In a scene on her first day of school, as an undercover reporter, Josie rehearses her background to herself as a new student, chanting, "My name is Josie Geller. I'm from Scranton, Pennsylvania, the Keystone State."

The DVD of Never Been Kissed is available to borrow from the Lackawanna County Library System. To place a hold, click here.

Much thanks to Matt Flynn for this reference.

Tuesday, November 08, 2005

"Winter Wonderland" by Richard B. Smith (1934)

Sleighbells ring, are you listenin',
In the lane, snow is glistenin'
A beautiful sight,
We're happy tonight
Walkin' in a Winter Wonderland

Believe it or not, this classic holiday song that has been recorded thousands of times was written by a man from Honesdale who did not live to see his legacy and success.

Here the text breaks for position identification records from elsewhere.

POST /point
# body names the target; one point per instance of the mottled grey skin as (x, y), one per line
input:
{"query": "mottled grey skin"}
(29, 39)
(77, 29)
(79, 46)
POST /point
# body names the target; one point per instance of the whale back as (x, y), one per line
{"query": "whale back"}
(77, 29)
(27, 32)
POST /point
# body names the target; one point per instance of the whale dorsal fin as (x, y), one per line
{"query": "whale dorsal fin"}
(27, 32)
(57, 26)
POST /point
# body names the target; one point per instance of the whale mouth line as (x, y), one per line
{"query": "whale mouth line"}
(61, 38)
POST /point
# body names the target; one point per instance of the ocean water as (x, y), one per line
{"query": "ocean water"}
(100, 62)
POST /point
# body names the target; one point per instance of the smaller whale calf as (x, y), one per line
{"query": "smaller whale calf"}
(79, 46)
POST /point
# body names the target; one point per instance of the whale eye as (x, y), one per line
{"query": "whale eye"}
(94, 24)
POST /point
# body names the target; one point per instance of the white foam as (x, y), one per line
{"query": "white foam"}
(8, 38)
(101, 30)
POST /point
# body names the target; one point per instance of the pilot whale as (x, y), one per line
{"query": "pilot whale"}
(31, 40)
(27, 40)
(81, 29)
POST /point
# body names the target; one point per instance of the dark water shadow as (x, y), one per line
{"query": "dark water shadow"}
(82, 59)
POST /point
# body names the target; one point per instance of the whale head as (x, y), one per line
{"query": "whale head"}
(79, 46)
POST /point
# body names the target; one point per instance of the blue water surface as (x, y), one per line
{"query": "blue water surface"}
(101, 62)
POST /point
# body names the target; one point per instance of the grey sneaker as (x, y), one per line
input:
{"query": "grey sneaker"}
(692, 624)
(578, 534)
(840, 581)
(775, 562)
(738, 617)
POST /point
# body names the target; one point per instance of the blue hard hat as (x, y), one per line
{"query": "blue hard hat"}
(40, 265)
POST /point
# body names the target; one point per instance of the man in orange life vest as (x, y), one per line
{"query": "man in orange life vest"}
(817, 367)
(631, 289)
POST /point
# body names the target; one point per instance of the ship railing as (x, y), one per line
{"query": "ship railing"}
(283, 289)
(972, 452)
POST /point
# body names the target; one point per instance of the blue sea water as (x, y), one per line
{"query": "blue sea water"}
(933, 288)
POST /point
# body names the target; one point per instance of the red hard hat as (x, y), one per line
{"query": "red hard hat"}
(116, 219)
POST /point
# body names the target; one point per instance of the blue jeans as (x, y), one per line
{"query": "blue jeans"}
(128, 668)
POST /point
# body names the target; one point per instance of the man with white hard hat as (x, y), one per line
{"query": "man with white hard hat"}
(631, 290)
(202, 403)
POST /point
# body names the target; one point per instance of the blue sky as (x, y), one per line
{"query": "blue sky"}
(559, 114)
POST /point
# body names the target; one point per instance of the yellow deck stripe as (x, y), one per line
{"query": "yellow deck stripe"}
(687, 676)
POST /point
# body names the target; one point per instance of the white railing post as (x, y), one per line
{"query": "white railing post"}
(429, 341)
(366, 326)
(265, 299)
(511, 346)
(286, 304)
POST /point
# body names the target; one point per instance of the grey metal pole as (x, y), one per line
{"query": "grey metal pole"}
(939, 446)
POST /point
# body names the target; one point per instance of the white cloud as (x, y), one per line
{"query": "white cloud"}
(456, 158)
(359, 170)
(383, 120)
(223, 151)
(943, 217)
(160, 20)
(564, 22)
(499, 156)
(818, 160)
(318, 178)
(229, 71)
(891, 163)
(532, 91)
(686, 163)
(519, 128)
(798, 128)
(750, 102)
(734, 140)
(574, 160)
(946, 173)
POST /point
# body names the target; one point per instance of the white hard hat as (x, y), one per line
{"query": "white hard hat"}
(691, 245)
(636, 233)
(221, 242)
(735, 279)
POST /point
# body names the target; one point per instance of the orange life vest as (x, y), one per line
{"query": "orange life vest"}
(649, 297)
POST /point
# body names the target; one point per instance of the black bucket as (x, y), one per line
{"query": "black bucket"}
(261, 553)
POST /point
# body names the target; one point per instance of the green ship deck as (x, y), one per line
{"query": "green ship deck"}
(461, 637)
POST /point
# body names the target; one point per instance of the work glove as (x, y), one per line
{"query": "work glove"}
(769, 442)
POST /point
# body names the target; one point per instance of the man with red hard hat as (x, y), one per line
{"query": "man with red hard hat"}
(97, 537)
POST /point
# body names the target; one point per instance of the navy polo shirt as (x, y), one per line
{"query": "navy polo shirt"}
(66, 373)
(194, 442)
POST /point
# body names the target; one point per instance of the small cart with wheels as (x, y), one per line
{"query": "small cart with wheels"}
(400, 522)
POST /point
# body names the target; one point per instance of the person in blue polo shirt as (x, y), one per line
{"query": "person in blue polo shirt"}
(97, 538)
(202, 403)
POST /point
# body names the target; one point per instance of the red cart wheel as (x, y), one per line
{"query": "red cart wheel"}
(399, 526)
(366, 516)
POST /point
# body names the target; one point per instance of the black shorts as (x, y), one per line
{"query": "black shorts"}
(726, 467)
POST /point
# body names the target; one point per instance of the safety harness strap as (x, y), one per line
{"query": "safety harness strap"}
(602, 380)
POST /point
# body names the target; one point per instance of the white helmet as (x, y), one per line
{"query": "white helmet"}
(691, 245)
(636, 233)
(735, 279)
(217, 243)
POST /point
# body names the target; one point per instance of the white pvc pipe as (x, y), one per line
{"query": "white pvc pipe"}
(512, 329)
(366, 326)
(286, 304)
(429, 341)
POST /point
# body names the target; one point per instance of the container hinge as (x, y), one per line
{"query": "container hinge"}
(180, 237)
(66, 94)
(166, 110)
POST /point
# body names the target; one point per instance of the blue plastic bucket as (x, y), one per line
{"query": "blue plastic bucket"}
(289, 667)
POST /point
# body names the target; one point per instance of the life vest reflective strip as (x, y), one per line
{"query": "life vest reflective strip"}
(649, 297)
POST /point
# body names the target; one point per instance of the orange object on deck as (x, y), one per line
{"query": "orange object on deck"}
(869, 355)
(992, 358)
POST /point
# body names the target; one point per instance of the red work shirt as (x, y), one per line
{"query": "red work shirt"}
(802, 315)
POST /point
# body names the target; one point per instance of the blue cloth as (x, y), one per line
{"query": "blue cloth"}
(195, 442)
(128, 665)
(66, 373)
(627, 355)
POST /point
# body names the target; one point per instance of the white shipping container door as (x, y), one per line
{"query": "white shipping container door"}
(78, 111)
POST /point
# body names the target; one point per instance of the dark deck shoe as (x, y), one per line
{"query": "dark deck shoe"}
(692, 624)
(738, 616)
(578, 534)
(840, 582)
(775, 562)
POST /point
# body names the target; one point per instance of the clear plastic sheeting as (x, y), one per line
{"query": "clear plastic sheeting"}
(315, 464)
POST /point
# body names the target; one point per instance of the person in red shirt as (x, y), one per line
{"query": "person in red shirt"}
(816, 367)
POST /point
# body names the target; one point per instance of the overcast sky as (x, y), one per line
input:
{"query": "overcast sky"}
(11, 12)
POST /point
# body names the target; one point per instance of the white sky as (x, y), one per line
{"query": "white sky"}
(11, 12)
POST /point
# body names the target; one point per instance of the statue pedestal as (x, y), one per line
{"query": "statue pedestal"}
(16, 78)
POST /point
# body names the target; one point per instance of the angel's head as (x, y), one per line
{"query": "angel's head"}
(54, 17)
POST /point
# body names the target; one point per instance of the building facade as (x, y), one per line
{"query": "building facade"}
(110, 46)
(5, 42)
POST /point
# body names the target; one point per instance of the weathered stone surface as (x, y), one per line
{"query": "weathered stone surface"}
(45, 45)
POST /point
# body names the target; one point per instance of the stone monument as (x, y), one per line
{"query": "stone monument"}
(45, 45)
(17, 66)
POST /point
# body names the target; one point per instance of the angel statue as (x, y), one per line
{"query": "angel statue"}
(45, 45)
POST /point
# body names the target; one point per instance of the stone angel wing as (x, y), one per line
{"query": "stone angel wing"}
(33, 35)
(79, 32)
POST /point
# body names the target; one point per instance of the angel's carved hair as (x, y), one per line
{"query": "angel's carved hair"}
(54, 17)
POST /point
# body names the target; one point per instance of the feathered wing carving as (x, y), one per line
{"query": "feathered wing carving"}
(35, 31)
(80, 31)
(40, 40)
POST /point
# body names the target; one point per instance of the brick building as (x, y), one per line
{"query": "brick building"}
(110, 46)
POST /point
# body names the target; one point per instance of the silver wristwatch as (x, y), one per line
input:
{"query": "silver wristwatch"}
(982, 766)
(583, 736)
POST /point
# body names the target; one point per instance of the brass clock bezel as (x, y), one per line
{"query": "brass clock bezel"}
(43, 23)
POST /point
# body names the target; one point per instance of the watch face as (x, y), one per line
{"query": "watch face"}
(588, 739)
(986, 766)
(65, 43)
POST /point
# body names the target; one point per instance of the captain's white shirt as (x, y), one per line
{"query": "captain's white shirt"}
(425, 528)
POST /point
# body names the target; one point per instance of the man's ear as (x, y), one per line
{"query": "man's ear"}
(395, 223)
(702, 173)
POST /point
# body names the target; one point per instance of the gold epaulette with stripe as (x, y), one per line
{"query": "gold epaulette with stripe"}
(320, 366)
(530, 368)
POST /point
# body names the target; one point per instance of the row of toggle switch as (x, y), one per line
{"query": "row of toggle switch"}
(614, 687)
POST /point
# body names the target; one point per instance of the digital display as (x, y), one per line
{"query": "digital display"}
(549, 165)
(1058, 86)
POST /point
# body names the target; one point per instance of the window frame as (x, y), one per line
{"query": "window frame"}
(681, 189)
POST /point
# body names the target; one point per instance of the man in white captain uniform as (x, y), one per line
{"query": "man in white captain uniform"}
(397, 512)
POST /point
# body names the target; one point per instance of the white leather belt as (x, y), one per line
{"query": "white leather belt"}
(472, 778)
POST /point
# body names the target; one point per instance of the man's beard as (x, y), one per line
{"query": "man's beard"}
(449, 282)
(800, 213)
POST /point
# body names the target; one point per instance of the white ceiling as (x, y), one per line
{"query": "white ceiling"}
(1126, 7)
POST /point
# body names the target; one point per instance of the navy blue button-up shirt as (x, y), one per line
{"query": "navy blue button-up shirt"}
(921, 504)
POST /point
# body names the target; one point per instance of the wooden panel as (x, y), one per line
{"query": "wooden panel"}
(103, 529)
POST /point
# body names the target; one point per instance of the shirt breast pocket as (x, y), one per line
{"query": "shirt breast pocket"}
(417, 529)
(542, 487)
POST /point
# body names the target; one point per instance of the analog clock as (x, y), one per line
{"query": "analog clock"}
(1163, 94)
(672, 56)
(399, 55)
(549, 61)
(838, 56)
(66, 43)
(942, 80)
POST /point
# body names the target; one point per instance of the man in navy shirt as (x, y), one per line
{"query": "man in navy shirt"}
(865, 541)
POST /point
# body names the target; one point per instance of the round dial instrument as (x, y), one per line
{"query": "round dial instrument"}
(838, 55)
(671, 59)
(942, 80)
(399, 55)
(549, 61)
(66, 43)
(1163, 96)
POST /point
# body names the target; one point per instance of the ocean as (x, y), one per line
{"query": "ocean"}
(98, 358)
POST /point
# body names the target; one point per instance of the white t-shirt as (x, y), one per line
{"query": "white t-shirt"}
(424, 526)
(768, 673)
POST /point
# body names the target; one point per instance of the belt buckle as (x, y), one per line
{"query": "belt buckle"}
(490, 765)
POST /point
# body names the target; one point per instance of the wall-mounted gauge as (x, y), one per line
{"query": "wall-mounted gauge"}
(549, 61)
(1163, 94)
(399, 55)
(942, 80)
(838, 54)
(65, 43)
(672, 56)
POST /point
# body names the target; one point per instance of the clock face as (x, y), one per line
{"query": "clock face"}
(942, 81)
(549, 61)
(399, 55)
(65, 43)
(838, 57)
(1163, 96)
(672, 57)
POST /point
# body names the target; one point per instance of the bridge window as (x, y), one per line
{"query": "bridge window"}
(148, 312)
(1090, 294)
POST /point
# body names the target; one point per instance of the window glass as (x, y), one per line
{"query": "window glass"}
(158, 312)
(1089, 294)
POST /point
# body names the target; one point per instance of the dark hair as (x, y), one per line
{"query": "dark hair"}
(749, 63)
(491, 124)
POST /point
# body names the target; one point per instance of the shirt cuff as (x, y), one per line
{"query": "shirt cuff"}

Richard (Dick) B. Smith (1901-1935) attended Honesdale schools in Wayne County before enrolling at Penn State University, where he studied advertising, edited the college magazine and formed and conducted his own orchestra. Upon graduation, Smith moved to New York City and managed several theaters.

Smith became ill with tuberculosis in 1931 shortly after marrying the former Scrantonian Jean Connor. He was admitted to the West Mountain Sanatorium. While a patient (and his wife worked as a nurse at the same institution), he won first prize in a Maybelline Eye Shadow slogan contest ("The Eyes Have It") and started writing songs--including "When A Gypsy Makes A Violin Cry," "Bringing My Honey Back To Me," and, of course, the holiday perennial Winter Wonderland, which Smith wrote the lyric and Felix Bernard wrote the music.

Smith was only able to write songs for a little more than a year before he succumbed to the disease. He had accepted a contract to write music in Hollywood, but he died September 28th, 1935--one month before he was to go to California.

The song Winter Wonderland, for which Smith was mostly remembered, never made it to the top of the charts until eight years after his death. He is said to have written the song about the snow-laden trees of the Poconos, perhaps the trees in front of his family home at 922 Church Street in Honesdale, across from Central Park.

Today, Winter Wonderland could be found on hundreds of artists on hundreds (perhaps thousands) of holidays albums—from Ray Charles and Elvis Presley to Clay Aiken and the Eurythmics--to hundreds of other artists in every genre of music.